L‘amministratore di condominio non è esonerato da responsabilità penali nemmeno se l’assemblea dei condomini gli chiede espressamente di non procedere con l’analisi delle acque o con gli adempimenti previsti dalla legge.
Ecco perché:
Obblighi derivanti dalla legge, non dalla volontà dell’assemblea
L’obbligo di garantire la salubrità dell’acqua potabile discende direttamente dal Decreto Legislativo n. 18/2023, che recepisce la direttiva UE 2020/2184.

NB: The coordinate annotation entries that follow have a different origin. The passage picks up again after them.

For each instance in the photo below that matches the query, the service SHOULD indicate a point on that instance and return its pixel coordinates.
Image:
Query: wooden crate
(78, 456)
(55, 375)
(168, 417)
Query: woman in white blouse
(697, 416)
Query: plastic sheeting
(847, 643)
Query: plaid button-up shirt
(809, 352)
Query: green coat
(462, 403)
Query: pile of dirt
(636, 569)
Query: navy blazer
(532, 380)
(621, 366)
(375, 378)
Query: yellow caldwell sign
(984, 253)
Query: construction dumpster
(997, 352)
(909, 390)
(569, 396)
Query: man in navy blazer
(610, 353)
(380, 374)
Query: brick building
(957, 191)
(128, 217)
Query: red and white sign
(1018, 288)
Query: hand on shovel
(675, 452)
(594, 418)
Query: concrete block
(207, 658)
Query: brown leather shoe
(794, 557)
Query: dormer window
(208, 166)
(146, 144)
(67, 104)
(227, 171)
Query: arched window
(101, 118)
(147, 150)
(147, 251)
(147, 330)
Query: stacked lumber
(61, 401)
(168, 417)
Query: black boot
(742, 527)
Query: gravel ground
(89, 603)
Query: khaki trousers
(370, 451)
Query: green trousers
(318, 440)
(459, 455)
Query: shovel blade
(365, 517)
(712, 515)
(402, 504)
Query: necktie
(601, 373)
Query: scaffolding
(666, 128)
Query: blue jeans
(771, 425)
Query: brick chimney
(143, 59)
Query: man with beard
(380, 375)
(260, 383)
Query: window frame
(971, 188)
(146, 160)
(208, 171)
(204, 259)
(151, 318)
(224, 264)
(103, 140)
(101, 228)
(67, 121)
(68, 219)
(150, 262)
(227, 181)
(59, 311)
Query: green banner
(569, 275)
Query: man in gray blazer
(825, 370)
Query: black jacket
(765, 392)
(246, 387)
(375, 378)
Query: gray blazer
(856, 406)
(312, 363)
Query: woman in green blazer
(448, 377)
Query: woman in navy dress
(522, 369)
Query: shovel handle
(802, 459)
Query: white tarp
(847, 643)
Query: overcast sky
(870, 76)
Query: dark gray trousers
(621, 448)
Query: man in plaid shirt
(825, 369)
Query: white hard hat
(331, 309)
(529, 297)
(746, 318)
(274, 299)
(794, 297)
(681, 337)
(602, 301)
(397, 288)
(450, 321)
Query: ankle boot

Gli obblighi sono imposti in capo al “gestore della distribuzione interna”, ossia l’amministratore, che ha una responsabilità diretta e personale, anche di tipo penale, in caso di negligenza o omissione.
Responsabilità penale è personale e non delegabile
In diritto penale vige il principio della personalità della responsabilità penale: un comportamento contrario alla legge non può essere giustificato dal consenso di terzi (in questo caso, i condomini).

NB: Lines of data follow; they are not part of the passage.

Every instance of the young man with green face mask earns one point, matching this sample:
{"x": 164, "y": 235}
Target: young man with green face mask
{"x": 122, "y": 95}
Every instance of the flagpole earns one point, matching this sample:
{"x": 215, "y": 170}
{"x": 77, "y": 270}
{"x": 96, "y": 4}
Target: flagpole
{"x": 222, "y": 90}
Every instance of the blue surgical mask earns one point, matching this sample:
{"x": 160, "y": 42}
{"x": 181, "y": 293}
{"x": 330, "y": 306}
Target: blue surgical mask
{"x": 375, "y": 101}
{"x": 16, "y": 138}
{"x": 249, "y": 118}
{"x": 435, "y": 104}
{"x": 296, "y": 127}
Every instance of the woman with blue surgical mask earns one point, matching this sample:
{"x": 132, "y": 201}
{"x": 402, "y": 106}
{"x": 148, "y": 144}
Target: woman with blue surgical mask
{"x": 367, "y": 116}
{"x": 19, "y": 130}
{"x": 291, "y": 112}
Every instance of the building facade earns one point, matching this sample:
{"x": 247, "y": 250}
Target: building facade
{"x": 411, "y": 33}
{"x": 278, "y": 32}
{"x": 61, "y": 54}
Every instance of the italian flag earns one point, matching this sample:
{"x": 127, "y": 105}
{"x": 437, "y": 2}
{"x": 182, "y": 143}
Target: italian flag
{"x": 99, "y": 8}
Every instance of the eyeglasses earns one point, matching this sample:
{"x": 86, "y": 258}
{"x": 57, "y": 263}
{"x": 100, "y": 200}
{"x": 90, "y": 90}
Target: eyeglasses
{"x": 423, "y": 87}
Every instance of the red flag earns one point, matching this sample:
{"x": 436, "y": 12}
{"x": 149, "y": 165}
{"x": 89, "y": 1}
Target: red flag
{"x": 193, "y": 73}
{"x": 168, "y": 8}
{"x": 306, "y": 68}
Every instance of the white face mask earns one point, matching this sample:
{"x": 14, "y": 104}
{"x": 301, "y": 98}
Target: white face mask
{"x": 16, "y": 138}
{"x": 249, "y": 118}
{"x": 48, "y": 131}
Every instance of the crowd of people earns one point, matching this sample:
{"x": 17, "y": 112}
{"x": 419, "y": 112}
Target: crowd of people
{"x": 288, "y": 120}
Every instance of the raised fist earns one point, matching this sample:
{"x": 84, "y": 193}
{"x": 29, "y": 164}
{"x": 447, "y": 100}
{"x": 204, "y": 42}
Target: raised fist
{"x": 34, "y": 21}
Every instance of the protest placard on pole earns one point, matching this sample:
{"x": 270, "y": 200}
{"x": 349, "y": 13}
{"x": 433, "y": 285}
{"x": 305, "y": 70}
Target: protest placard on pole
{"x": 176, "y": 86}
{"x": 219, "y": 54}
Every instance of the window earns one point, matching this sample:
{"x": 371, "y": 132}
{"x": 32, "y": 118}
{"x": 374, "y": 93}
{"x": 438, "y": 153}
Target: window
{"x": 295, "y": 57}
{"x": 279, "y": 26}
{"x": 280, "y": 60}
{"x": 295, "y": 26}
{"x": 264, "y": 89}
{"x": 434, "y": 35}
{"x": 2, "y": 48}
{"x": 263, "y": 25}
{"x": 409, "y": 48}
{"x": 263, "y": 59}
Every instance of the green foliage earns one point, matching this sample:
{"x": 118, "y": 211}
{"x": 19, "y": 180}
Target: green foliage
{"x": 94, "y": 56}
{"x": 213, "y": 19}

Possibili reati in caso di omessa analisi
Se l’acqua risulta contaminata o insalubre e l’amministratore ha omesso i controlli, potrebbe configurarsi, ad esempio:
-
- il reato di lesioni personali colpose (art. 590 c.p.), se ci sono danni alla salute,
- l’omessa denuncia di situazioni di pericolo per la salute pubblica,
- violazione di norme in materia di igiene e sicurezza.
I condomini non possono deliberare in contrasto con norme imperative
Una delibera assembleare che imponga all’amministratore di non rispettare la legge è nullo o comunque inefficace, perché contrasta con norme imperative poste a tutela della salute pubblica (art. 1418 c.c.).
In sintesi: L’amministratore è tenuto a eseguire le analisi e gestire il rischio, anche contro la volontà dei condomini.
Una delibera contraria non lo libera da responsabilità e, anzi, potrebbe essere usata contro di lui in caso di problemi. Se i condomini insistono, l’amministratore dovrebbe formalizzare il dissenso e procedere comunque, tutelando sé stesso e i residenti.